I’m studying the code of the netstat tool (Linux), which AFAIK mostly reads a /proc/net/tcp file and dowa pretty-printing out of it. (My focus is on the -t mode right now.)
I’m a bit puzzled by the coding style the authors have chosen:
static int tcp_info(void)
{
INFO_GUTS6(_PATH_PROCNET_TCP, _PATH_PROCNET_TCP6, "AF INET (tcp)", tcp_do_one);
}
where
#define INFO_GUTS6(file,file6,name,proc) \
char buffer[8192]; \
int rc = 0; \
int lnr = 0; \
if (!flag_arg || flag_inet) { \
INFO_GUTS1(file,name,proc) \
} \
if (!flag_arg || flag_inet6) { \
INFO_GUTS2(file6,proc) \
} \
INFO_GUTS3
where
#define INFO_GUTS3 \
return rc;
and
#if HAVE_AFINET6
#define INFO_GUTS2(file,proc) \
lnr = 0; \
procinfo = fopen((file), "r"); \
if (procinfo != NULL) { \
do { \
if (fgets(buffer, sizeof(buffer), procinfo)) \
(proc)(lnr++, buffer); \
} while (!feof(procinfo)); \
fclose(procinfo); \
}
#else
#define INFO_GUTS2(file,proc)
#endif
etc.
Clearly, my coding sense is tilting and says “those should be functions”. I don’t see any benefit those macros bring here. It kills readability, etc.

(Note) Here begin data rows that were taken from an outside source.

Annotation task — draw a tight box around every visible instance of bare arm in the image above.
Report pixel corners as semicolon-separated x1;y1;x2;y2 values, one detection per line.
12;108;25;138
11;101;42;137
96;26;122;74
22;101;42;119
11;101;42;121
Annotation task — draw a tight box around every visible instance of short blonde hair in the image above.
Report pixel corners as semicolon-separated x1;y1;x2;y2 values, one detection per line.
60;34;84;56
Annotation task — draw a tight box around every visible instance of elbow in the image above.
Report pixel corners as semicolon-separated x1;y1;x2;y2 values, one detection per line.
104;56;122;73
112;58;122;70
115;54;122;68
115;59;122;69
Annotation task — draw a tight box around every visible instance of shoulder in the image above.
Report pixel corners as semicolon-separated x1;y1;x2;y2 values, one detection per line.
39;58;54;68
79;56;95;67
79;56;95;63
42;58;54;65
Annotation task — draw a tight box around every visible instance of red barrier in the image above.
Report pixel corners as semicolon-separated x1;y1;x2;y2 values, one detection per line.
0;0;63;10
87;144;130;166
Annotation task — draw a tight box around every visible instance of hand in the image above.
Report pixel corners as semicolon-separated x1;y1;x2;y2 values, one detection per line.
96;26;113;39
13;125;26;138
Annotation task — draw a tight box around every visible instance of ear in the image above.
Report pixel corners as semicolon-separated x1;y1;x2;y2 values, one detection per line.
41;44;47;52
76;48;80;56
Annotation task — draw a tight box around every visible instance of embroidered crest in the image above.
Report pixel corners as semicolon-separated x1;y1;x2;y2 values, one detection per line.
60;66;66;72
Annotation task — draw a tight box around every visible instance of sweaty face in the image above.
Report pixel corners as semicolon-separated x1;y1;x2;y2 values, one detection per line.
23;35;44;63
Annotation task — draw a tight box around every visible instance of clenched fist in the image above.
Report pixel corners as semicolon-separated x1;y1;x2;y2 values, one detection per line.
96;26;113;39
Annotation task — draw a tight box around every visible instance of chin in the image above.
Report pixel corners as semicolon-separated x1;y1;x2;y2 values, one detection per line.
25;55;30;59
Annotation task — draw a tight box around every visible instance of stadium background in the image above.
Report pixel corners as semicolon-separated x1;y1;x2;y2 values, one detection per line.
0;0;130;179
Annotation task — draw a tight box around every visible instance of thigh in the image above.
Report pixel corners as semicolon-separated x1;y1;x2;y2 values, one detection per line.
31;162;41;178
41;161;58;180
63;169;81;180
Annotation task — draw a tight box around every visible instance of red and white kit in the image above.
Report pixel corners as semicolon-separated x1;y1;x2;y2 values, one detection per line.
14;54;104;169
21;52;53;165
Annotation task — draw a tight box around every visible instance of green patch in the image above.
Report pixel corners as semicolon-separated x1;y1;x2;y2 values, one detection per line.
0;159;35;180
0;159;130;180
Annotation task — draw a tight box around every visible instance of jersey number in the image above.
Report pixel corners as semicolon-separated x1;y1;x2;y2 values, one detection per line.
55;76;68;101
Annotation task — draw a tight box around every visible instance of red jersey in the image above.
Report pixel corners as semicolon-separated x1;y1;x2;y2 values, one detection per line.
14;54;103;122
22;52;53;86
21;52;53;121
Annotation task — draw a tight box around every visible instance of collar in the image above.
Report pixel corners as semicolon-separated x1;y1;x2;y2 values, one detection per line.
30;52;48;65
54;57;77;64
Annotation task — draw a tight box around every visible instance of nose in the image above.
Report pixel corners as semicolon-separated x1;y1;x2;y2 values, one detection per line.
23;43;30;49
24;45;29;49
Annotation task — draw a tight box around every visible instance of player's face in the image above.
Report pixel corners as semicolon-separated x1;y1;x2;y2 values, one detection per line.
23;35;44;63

Is anybody around familiar with this code, can shed some light on what “INFO_GUTS” is about here and whether there could have been (or still has) a reason for such an odd coding style?
In case you’re curious about their use, the full dependency graph goes like this:
# /---> INFO_GUTS1 <---\
# INFO_GUTS --* INFO_GUTS2 <----*---- INFO_GUTS6
# î \---> INFO_GUTS3 <---/ î
# | |
# unix_info() igmp_info(), tcp_info(), udp_info(), raw_info()
It reads as someones terrible idea to implement optional IPv6 support. You would have to walk through the history to confirm, but the archive only seems to go back to 1.46 and the implied damage is at 1.20+.
I found a git archive going back to 1.24 and it is still there. Older code looks doubtful.
Neither BusyBox or BSD code includes such messy code. So it appeared in the Linux version and suffered major bit rot.